Si hoy en día los totalitarismos de derecha están en lo fundamental desacreditados y son repudiados, todavía los de izquierda siguen teniendo patente de corso en sectores de la opinión pública. Presentados como una utopía, serían una especie de Lisístrata moderna, que el público puede disfrutarla en la escena, aunque difícil de llevar a la práctica.

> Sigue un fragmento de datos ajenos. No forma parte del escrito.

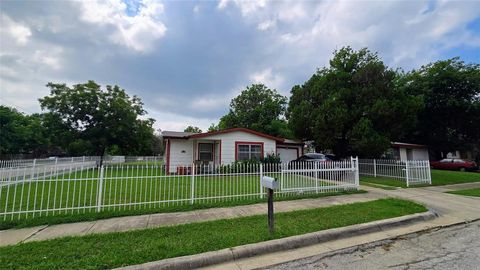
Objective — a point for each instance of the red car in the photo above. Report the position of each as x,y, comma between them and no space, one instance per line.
454,164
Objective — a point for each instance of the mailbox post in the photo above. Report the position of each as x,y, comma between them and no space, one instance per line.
270,184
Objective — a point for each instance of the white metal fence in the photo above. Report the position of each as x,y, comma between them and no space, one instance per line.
413,172
22,163
123,187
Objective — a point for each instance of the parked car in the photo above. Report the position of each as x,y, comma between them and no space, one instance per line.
312,157
454,164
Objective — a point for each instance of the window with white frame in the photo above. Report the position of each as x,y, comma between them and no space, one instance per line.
205,151
249,151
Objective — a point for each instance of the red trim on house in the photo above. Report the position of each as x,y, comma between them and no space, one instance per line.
168,156
286,147
220,152
237,143
201,135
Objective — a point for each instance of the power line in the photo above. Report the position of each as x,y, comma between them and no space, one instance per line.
16,106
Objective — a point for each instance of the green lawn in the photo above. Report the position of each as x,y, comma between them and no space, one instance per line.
475,192
105,251
138,189
439,178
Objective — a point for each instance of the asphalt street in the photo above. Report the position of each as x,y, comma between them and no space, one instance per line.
449,248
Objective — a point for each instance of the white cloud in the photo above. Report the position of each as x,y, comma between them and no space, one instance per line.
196,9
178,122
138,32
406,33
266,25
14,30
246,7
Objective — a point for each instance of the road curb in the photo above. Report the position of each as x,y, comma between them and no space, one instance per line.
292,242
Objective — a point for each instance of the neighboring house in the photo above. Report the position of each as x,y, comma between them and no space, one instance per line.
224,147
408,151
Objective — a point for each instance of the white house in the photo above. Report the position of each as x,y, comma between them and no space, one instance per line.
224,147
409,151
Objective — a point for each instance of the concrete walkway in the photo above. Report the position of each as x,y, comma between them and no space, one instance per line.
15,236
452,209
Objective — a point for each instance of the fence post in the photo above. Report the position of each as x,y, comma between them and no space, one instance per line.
406,172
100,190
355,169
260,182
192,185
33,169
429,173
357,173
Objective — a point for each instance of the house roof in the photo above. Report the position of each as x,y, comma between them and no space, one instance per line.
260,134
188,135
408,145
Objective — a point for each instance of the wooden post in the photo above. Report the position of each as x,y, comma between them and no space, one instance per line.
271,226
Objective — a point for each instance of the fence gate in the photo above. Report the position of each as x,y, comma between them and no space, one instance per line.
317,177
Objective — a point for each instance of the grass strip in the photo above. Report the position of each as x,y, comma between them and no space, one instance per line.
368,184
104,251
91,216
475,192
385,181
440,178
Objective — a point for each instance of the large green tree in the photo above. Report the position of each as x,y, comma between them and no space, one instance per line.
352,107
192,129
258,108
450,117
99,120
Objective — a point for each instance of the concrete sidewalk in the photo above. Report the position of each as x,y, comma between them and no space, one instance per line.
15,236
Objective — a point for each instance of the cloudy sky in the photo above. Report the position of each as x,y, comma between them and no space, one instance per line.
187,59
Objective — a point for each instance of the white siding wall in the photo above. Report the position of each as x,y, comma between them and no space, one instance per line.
403,153
181,152
296,149
229,139
417,153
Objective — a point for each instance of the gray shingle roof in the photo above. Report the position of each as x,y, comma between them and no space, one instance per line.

En realidad, el comunismo -el llamado socialismo real- ha sido la gran falacia de nuestra época, una utopía que siempre se ha transformado en distopía.
Porque el progreso sólo lo es en verdad si, básicamente, es progreso de la libertad humana, mientras que el pretendido progreso que acarrean los regímenes totalitarios es -como lo sintió Ajmátova en relación con la revolución rusa, en palabras de Joseph Brodsky- «un terrible cataclismo nacional que significaba un tremendo aumento del dolor por persona». O, por decirlo con palabras de Primo Levi, tras su experiencia en los campos de concentración nazis, porque «… no es humana la experiencia de quien ha vivido días en que el hombre ha sido una cosa para el hombre».
El que, ahora, en nuestro país se intentase reivindicar o edulcorar formas de gobierno y de hacer política que encapsulan los gérmenes del totalitarismo, a través del canal de la pretendida «recuperación de la memoria histórica», o desvirtuando la esencia de la Transición tras la muerte del dictador Franco, tratando de convencer de que aquélla no supuso el paso a una auténtica democracia -que lo es en lo esencial, pese a las imperfecciones de la Transición, que se han ido manifestando en la experiencia de los últimos tiempos-, hay que desenmascararlo intelectual y moralmente, puesto que la llamada ruptura supondría no consolidar una auténtica democracia liberal, sino más bien una recuperación de aquel régimen de izquierda de tintes totalitarios de la época de la Guerra Civil, que coadyuvó, junto con el totalitarismo de derechas, al drama nacional de aquellos tiempos.
El asentarse en esa visión hemipléjica del totalitarismo no es un problema sólo político, sino también de instalación en un marco u otro de mentalidad, de un estar distinto en el sistema de vigencias, que de consolidarse alejaría a nuestra sociedad de las sociedades más abiertas y liberales, acercándonos peligrosamente por correa simpática a ideologías y regímenes de populismo totalitario que están floreciendo en otras partes del mundo, de manera especial en Iberoamérica.